鈍足台風が日本海に抜けたが、台風一過の日本晴れとは行かず、高温多湿の大気が曇天の下によどんでいる。午後から一泊で出掛ける予定があるのだが、夏空は拝めそうにない。
首相が新国立競技場計画を白紙に戻し、コンペからやり直す決断を下した。英断だと思う。やろうと思えば出来るんだ。類い稀な戦略家の首相だから、安保法制で陰りが見えた人気も意識してのことだと思うが、それでも貴重な税金を他人のお金だからとじゃぶじゃぶと使う体制にメスを入れたことは高く評価したい。懲らしめなければ責任拡散で知らぬ顔の組織の改善は出来ない。野放図に膨らむ資金を手をこまねいて見ていた監督不行き届きの責任を文科相には取って頂きたい。
何と言ってもいい面の皮は森元首相で、いろいろと本当に運の悪い人だと同情する。
首相の英断ではあるがそれをさせた世論の力を自覚したい。ならぬものはならんと歯止めを掛ける圧力をかけ続けていきたい。

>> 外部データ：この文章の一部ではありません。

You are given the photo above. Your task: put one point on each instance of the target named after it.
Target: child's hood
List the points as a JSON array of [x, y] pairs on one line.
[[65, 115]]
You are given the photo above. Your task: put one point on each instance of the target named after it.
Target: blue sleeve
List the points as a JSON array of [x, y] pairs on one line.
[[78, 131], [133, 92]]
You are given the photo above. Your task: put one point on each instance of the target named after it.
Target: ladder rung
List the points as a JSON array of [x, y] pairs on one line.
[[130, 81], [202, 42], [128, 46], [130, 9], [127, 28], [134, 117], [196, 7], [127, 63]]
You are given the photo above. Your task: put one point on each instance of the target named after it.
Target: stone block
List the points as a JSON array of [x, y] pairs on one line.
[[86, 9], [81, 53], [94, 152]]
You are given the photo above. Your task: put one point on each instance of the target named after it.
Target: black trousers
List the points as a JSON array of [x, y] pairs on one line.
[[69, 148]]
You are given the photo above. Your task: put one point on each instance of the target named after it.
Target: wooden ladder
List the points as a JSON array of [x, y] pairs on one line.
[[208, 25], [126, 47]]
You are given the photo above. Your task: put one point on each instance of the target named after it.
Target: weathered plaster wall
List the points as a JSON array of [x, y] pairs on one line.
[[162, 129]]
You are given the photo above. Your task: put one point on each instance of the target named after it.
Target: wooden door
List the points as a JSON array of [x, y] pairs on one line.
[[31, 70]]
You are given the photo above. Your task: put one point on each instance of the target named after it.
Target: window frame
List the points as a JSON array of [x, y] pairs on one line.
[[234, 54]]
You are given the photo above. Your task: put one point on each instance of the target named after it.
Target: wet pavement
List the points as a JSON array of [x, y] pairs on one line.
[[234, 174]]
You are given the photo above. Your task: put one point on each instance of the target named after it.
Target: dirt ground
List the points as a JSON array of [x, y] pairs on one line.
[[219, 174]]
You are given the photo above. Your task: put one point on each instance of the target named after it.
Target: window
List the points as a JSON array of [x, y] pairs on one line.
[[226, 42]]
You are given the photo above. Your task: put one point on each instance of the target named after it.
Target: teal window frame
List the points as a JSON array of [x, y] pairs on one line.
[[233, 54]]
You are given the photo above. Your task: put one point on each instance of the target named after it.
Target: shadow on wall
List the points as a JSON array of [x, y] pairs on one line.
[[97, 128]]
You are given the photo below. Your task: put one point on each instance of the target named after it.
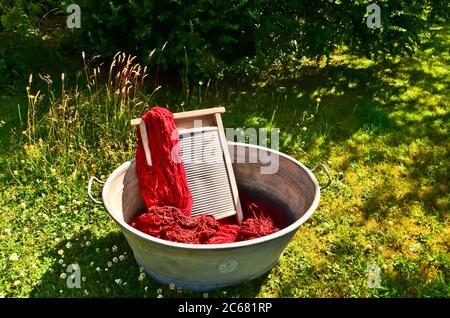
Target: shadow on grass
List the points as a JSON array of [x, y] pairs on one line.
[[108, 269]]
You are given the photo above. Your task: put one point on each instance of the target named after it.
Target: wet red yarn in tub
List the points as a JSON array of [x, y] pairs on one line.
[[165, 191]]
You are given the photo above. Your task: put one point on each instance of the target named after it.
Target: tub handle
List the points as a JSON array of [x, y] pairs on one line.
[[91, 180], [330, 179]]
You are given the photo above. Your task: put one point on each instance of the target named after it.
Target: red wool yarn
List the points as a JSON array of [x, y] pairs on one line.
[[166, 194]]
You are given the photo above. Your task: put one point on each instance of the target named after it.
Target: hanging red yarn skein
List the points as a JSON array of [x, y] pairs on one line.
[[166, 194], [163, 183]]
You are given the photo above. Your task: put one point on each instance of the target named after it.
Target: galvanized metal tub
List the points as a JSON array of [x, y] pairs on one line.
[[294, 189]]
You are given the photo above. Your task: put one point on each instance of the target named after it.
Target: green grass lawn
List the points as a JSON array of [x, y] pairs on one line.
[[381, 127]]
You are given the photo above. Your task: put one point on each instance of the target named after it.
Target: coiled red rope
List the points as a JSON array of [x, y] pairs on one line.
[[165, 191]]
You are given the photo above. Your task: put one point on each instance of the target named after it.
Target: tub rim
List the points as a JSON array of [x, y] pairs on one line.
[[287, 230]]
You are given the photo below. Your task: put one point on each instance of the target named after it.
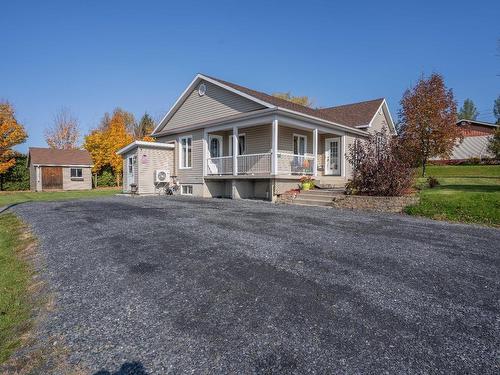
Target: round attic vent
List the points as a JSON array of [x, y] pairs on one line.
[[202, 89]]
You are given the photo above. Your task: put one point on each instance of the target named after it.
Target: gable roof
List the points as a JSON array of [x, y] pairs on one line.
[[351, 115], [49, 156], [355, 114]]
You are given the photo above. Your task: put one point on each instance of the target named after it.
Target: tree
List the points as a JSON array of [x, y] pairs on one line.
[[496, 110], [144, 128], [379, 166], [302, 100], [428, 116], [494, 143], [104, 143], [11, 133], [468, 111], [64, 133]]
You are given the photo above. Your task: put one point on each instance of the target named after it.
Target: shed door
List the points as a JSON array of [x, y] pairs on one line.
[[51, 178]]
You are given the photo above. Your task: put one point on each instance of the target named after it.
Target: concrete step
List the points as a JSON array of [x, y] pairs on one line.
[[321, 192], [311, 202]]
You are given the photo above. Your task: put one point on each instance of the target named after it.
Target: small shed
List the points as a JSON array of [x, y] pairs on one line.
[[142, 161], [52, 169]]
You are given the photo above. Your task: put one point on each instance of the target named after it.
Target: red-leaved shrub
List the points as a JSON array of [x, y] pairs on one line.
[[380, 166]]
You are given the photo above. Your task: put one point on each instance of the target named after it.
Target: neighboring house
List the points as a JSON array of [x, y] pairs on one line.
[[276, 142], [52, 169], [476, 136]]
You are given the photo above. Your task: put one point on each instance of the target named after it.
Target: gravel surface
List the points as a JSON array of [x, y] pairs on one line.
[[183, 285]]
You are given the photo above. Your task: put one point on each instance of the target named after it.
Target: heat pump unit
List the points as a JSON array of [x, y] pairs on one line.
[[162, 175]]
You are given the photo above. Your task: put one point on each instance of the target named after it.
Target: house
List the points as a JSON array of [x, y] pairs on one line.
[[476, 136], [52, 169], [226, 140]]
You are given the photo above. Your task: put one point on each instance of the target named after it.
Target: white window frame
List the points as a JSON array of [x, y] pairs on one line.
[[231, 144], [305, 142], [76, 177], [221, 143], [188, 187], [187, 137]]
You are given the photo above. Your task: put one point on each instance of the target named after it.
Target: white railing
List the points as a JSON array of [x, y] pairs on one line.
[[253, 164], [295, 164], [220, 166], [260, 164]]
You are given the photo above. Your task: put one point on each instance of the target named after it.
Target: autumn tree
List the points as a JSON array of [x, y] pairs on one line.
[[496, 110], [11, 133], [144, 127], [64, 133], [302, 100], [468, 111], [428, 117], [103, 143]]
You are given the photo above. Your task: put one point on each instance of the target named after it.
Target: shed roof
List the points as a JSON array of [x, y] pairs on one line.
[[49, 156]]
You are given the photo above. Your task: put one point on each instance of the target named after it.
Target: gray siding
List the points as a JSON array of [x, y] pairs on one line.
[[216, 103], [194, 174], [74, 184], [149, 160], [379, 123]]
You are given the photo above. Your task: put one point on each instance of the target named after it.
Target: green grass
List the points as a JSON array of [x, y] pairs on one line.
[[467, 193], [7, 198], [15, 276]]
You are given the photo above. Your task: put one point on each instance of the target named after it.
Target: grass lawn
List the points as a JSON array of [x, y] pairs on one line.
[[15, 276], [467, 193], [7, 198]]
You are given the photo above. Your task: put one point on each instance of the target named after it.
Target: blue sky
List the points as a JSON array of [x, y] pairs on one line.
[[93, 56]]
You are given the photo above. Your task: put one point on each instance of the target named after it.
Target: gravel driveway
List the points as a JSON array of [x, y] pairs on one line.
[[177, 285]]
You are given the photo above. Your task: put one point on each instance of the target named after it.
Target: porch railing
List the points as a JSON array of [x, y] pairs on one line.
[[260, 164], [292, 164], [220, 166], [253, 164]]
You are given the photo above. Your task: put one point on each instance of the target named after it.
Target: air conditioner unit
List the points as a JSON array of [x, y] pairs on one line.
[[162, 175]]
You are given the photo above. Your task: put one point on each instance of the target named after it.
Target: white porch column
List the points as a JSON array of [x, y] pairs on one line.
[[205, 151], [315, 152], [235, 151], [342, 160], [274, 152]]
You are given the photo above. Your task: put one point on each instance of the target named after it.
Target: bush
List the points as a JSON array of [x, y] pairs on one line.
[[380, 166], [432, 182], [106, 178]]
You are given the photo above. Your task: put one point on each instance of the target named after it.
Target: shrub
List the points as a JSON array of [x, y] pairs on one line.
[[106, 178], [381, 166], [432, 182]]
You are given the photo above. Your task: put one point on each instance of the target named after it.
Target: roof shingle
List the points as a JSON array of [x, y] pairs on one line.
[[355, 114], [39, 155]]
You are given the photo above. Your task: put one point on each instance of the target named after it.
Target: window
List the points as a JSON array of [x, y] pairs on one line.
[[76, 173], [186, 153], [299, 144], [242, 145], [187, 189], [215, 146]]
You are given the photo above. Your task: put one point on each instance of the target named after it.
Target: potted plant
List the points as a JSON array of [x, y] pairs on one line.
[[306, 183]]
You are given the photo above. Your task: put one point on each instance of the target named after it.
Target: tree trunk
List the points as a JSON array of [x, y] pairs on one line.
[[424, 163]]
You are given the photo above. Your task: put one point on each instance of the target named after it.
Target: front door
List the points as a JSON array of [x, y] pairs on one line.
[[51, 178], [332, 156], [215, 142], [130, 171]]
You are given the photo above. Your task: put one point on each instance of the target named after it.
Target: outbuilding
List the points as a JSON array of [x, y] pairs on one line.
[[147, 166], [52, 169]]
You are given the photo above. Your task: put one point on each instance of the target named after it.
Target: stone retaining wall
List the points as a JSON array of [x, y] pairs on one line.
[[372, 203]]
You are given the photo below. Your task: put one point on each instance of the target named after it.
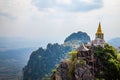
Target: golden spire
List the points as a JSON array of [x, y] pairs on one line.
[[99, 30]]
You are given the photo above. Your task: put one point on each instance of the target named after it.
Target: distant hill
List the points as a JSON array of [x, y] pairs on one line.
[[115, 42], [43, 61], [12, 62]]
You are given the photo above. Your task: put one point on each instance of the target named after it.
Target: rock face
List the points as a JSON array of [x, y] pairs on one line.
[[115, 42], [43, 61], [62, 71], [82, 72], [80, 36], [76, 39]]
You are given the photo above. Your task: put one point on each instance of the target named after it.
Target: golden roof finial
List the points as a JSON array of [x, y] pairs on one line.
[[99, 30]]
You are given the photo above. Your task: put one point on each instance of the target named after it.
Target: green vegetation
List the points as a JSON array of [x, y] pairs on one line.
[[107, 63]]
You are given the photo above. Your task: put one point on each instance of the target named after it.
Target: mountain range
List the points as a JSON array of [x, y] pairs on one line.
[[43, 61]]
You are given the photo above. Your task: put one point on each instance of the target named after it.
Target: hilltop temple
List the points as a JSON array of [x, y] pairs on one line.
[[99, 37]]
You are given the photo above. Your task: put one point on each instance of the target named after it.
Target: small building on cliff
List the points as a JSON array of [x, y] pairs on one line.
[[99, 37]]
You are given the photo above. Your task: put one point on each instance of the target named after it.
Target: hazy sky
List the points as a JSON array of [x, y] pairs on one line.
[[54, 20]]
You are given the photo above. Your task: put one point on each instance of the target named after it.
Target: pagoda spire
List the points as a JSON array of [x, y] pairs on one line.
[[99, 30], [99, 33]]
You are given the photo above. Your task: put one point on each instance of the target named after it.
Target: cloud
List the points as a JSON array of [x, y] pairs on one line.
[[68, 5], [7, 15]]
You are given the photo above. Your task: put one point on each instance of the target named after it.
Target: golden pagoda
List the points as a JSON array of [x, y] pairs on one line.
[[99, 33]]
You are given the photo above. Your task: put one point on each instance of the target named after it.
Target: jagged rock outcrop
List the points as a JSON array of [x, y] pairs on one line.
[[63, 71], [43, 61], [83, 72], [79, 72], [76, 39]]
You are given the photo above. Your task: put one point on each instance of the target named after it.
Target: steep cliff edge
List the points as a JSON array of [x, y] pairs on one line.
[[43, 61], [103, 66]]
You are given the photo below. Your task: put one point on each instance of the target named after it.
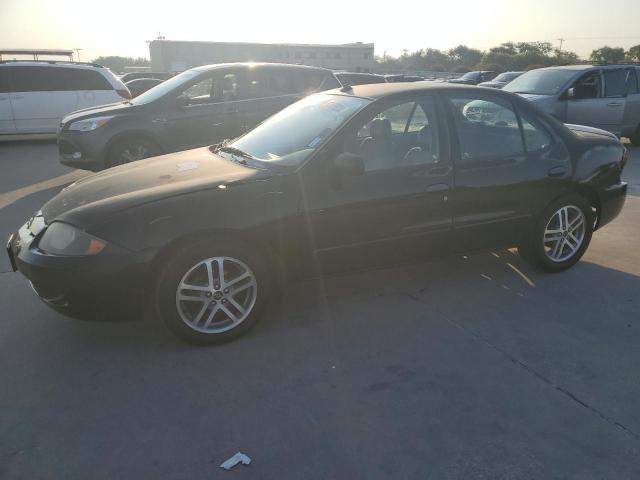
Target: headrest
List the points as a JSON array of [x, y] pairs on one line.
[[380, 128]]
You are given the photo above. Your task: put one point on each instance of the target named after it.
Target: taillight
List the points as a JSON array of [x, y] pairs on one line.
[[124, 93]]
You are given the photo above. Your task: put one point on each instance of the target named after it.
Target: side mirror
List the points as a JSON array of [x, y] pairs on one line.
[[349, 164]]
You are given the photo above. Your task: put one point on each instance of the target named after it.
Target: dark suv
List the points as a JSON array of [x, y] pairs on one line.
[[199, 107]]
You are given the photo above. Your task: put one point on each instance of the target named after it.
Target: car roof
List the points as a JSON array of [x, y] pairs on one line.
[[588, 66], [216, 66], [51, 64]]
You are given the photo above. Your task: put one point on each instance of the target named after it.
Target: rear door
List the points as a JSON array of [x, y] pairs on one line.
[[41, 97], [500, 180], [7, 125], [599, 100]]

先頭を切ったのは建築家の槇文彦氏で、明治神宮界隈の環境を破壊すると言うものでした。先の東京オリンピックでも丹下健三氏の吊り構造の室内競技場を始め各施設は敷地の特性である明治神宮の神聖な森から突き破ること無く、環境に溶け込んでいることを上げています。実際の敷地前の道路に立った時の、ザハの案は巨大な壁で、人々に圧迫感を与えます。
建設業者からは、ザハ案は施工が難しく、工費は予算を遙かに超えるだろうとの懸念は当初から出ていました。
私も国立競技場の最終案に残った物では、やはりザハ案が一番美しいとは思いましたが、国民の税金も無尽蔵ではありませんし、東北人としてはオリンピックよりも復興が先だろうと内心は思っています。
形よりも使いやすさと周りとの調和が大切と思います。芸術作品ではないので。
アベ政権の維持のために、背に腹は代えられず、競技場の方を切り捨てたのだろうと“私には”見えます。そうでなければ、もっと早い時期に決断できたはずで、いや、もっと早い時期に決断してこそ「英断」の政治問題だったからです。
それにしても安藤氏の会見には深く失望しました。
安藤さん、ミスキャストでしょう。